I think Woody Allen said it best in Sleeper, one of the two sophisticated and mature science fiction films ever. “Political solutions,” Woody says in the aftermath of a population revolution led by a resistance leader with the improbable name of Erno, “don’t work! In six months, we’ll be stealing Erno’s nose!” Indeed, it would take almost 25 years for another science fiction film where at the end of the film, the protagonist does not overthrow the evil regime or discredit its boneheaded ideology. Instead, Ethan Hawke’s success ensures that the regime and its ideology of genetic superiority carries on at the end of Gattaca.

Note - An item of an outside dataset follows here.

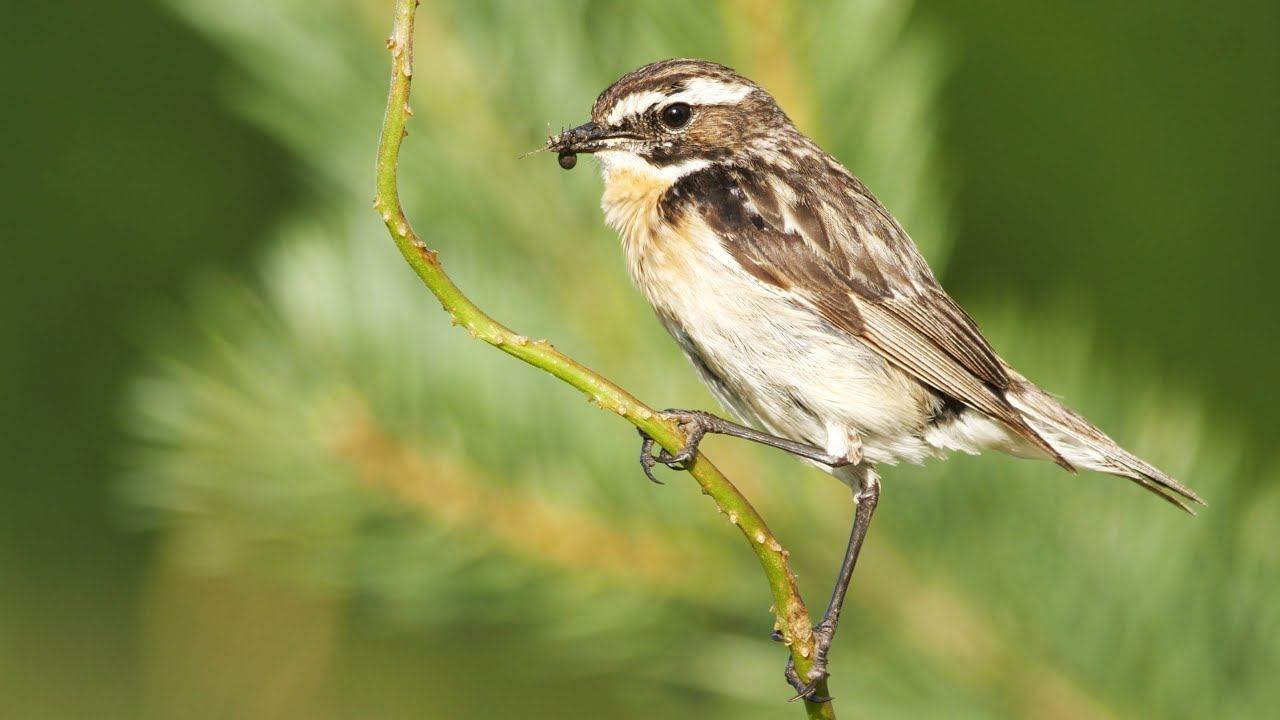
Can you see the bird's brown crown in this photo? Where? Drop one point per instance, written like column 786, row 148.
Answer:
column 684, row 109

So there. Don’t watch Never let me go if you want an excuse to rail against fascism and authoritarianism or to sing along off-key to the 1812 Overture. Kazuo Ishiguro’s novel and this film belong that that tiny family of films that I have just named.
It also continues the great tradition of It happened here and The remains of the day. Yes, there is something horribly wrong with the parallel universe where this film takes place – what kind of political structure, social engineering, and police repression can possibly conspire to create a world where people are cloned to be willing organ donors, exchanging their lives to extend those of other people? Those are the questions that an uncreative science fiction film would ask. But Ishiguro, Alex Garland and Mark Romanek ask a far different set of questions – how would the inner and social life of a clone look and feel like? How would a coming of age story play out for these clones? How do children develop self-realisation here, and what are their limits? How do people function and live entire lives within these limits?
Never let me go asks the right questions and takes 3 children from their early school days to the end of their lives. From innocents to lovers to people facing their fate, you are forced to walk in the same shoes as these characters, who will never let you go even when the film ends.
Like The remains of the day, this film is a masterpiece that concerns itself with tragic characters who live within their prescribed limits, who come to a glimmer of self-realisation far too late. Unlike the former film though, Never let me go has characters that are so haunting and empathetic, you’d even weep a tear for them.